Campbell Live rubbed me the wrong way this evening with yet another weight loss story. Tonight's was about getting rid of that unsightly tummy that pregnancy leaves in its wake. Some entrepreneurial doctor is pioneering a form of liposuction for the tummies of self-hating mummies. And Campbell Live helpfully offered the guy an informercial. Sigh.
I have a love/hate relationship with my tummy. Until I had kids (and more specifically, my second child) I didn't really understand that children change the shape of your body. Fat goes on - and stays - in places it hadn't previously. Sometimes, I feel a peculiar pride in the fact that my body looks 'lived in'. I'm kind of chuffed that I brought two new people into the world, having grown them inside my body. But other times, I just feel gross. The female bodies celebrated in the media are those of the young. They look untouched by life experience and age - those things that apparently make women undesirable.

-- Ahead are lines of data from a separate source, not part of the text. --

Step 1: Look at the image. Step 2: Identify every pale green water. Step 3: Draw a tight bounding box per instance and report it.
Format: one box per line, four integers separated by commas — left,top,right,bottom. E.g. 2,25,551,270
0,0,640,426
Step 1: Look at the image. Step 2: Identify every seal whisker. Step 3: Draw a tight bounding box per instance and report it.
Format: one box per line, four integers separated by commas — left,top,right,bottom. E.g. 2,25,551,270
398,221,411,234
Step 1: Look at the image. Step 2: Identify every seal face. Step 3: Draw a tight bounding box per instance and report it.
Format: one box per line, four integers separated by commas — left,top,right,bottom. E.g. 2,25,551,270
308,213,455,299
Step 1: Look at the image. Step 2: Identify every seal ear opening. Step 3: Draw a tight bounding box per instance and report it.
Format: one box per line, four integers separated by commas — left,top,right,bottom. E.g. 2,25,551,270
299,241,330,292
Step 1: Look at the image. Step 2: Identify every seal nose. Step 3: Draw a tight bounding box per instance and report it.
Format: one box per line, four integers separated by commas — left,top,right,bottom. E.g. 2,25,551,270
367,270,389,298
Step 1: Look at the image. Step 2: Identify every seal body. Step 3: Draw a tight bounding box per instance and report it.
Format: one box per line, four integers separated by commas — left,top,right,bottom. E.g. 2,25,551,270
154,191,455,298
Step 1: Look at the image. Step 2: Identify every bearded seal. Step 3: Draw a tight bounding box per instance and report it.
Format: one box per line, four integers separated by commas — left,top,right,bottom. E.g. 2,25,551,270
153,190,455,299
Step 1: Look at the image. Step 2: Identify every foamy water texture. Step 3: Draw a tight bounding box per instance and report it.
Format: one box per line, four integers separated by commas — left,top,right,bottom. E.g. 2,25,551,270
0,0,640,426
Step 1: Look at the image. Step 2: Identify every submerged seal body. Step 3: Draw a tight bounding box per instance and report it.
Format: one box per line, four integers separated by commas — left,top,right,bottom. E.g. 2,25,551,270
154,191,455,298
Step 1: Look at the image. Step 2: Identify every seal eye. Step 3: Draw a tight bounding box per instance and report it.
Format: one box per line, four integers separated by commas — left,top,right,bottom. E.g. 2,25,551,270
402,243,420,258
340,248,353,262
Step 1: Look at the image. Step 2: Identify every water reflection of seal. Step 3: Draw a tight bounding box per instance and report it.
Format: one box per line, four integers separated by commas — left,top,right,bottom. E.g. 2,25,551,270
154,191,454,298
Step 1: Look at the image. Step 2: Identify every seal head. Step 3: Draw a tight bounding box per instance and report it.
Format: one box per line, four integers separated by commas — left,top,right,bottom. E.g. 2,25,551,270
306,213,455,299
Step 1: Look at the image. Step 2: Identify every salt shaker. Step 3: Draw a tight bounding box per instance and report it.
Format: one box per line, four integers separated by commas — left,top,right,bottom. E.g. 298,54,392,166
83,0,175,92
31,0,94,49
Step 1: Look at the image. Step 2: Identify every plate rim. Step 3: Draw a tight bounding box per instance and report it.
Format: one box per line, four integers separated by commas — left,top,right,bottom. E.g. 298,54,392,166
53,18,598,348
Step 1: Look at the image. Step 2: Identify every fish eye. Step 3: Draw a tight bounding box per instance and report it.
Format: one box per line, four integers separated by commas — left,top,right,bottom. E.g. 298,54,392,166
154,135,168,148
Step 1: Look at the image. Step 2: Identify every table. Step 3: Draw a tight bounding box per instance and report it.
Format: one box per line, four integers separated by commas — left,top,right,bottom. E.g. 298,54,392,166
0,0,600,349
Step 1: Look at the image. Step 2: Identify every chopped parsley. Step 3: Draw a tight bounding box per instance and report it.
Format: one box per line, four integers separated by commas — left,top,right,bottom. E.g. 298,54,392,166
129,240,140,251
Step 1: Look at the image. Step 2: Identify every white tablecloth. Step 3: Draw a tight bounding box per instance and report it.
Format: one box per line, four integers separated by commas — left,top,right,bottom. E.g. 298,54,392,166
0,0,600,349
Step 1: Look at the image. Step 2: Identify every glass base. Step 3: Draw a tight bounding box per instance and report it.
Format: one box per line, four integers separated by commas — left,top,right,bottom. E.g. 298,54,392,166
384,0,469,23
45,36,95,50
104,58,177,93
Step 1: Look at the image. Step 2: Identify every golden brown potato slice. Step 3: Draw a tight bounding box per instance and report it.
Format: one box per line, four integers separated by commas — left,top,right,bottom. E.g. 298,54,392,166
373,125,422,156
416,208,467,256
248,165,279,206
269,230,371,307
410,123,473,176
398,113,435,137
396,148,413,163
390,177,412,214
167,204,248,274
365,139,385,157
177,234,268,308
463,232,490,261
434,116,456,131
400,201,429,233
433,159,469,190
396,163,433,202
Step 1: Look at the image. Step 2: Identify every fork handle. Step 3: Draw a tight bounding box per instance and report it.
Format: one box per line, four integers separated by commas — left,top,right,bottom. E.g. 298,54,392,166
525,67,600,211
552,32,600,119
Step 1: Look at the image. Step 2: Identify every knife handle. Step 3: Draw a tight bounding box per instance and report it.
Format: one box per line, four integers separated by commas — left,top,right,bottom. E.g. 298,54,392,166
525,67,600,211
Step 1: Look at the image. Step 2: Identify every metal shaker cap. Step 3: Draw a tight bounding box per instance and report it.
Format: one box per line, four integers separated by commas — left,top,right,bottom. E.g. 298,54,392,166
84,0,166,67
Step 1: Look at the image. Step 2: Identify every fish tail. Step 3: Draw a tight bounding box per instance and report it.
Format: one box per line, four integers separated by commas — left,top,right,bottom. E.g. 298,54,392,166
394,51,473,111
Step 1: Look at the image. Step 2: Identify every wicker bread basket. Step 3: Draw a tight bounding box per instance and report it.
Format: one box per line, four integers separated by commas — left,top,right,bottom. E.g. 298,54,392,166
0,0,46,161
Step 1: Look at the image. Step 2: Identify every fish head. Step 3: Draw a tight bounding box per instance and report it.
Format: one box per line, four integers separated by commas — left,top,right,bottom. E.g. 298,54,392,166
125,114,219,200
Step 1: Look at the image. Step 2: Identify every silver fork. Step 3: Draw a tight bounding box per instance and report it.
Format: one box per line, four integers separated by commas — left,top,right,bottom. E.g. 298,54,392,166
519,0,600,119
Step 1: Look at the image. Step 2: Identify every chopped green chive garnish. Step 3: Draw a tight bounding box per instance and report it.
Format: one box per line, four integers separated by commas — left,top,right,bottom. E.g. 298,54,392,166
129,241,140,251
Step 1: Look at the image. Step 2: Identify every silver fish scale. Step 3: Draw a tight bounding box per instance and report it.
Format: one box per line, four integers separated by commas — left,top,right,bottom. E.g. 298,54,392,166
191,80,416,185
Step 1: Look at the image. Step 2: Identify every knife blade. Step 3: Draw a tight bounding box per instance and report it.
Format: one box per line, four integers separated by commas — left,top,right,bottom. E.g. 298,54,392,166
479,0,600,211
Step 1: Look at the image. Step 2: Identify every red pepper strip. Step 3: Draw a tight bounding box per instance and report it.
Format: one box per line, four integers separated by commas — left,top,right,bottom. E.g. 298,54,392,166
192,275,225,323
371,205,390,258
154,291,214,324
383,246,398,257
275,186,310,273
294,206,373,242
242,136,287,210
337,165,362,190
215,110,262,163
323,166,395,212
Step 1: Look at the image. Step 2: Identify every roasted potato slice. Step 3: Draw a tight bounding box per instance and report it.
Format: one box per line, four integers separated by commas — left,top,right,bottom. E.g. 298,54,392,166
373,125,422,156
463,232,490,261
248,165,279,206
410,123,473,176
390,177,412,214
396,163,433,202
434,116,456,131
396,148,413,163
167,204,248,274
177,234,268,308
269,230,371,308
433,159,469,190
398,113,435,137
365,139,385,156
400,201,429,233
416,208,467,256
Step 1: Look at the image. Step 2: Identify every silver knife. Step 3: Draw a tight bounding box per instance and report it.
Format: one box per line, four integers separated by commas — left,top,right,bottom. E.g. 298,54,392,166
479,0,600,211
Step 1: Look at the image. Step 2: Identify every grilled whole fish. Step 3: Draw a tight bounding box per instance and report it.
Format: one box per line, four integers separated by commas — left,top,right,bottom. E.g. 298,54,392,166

The Campbell Live story didn't even question cultural attitudes to women's bodies. It started out from the premise that a flabby tummy is self-evidently ugly - but thanks to surgery, those of us who've 'failed' to restore our pre-pregnancy bodies with diet and exercise now have a chance to be presentable once more. I'm not so immune to cultural pressure that I feel completely comfortable about having a mother's body. But I refuse to think of it as 'failure'. On the contrary: my puku tells the story of the two greatest successes of my life.
5 comments:
As for all this fat hating BS, who are we trying to please again?
I haven't had kids, nor will I, but I've certainly noticed an odd body phenomenon in the last 18 months - all my fat has migrated to my tummy, as if it's in protection/preparedness mode. True, my diet could be better, but it reinforces one thing - FFS society, stop fcuking with genetics to suit your penis pleasure!
This story disgusted me with its shallowness. Comon Campbell Live, you're not 20/20 or 60 Minutes to be showing irrelevant foreign poropaganda to us!
Besides which, I didn't particularly want to see a smarmy doctor giving a piece to camera as he pushed a huge needle around inside someone's belly. He wasn't even watching what he was doing!
Then the before and after shots- as if a bleeding, bruised abdomen is more beautiful than a woman's natural and beautiful belly... I don't buy it.
If only there had been a way to show this taboo sight (a woman's belly post-childbirth) on the Teev without the rest of the woman-hating bullsh*t.
Reminds me why I don't have a TV.
I remember being invited to do a bellydancing class, and said I felt too self-conscious because of my puku. I was told that you're actually supposed to have a belly to do belly dancing - that's part of what makes it beautiful. In that context, the 'mature' figure seems to be erotic, which is kind of cool.
I'm far too busy being worried about whether I can afford to buy new tyres for the car to think about my belly.
I'm glad Cambo is sending out a reminder that we have to remember to stress about our weight *rolls eyes*
Cambo's being doing a bit of that recently. It seems the programme has some sort of agreement with that Healthy Food (?) magazine (which I actually quite like). There's been an awful lot of healthsome recipes, which gets boring after a while, but I suspect the fatty-hassling is related to mag promotion.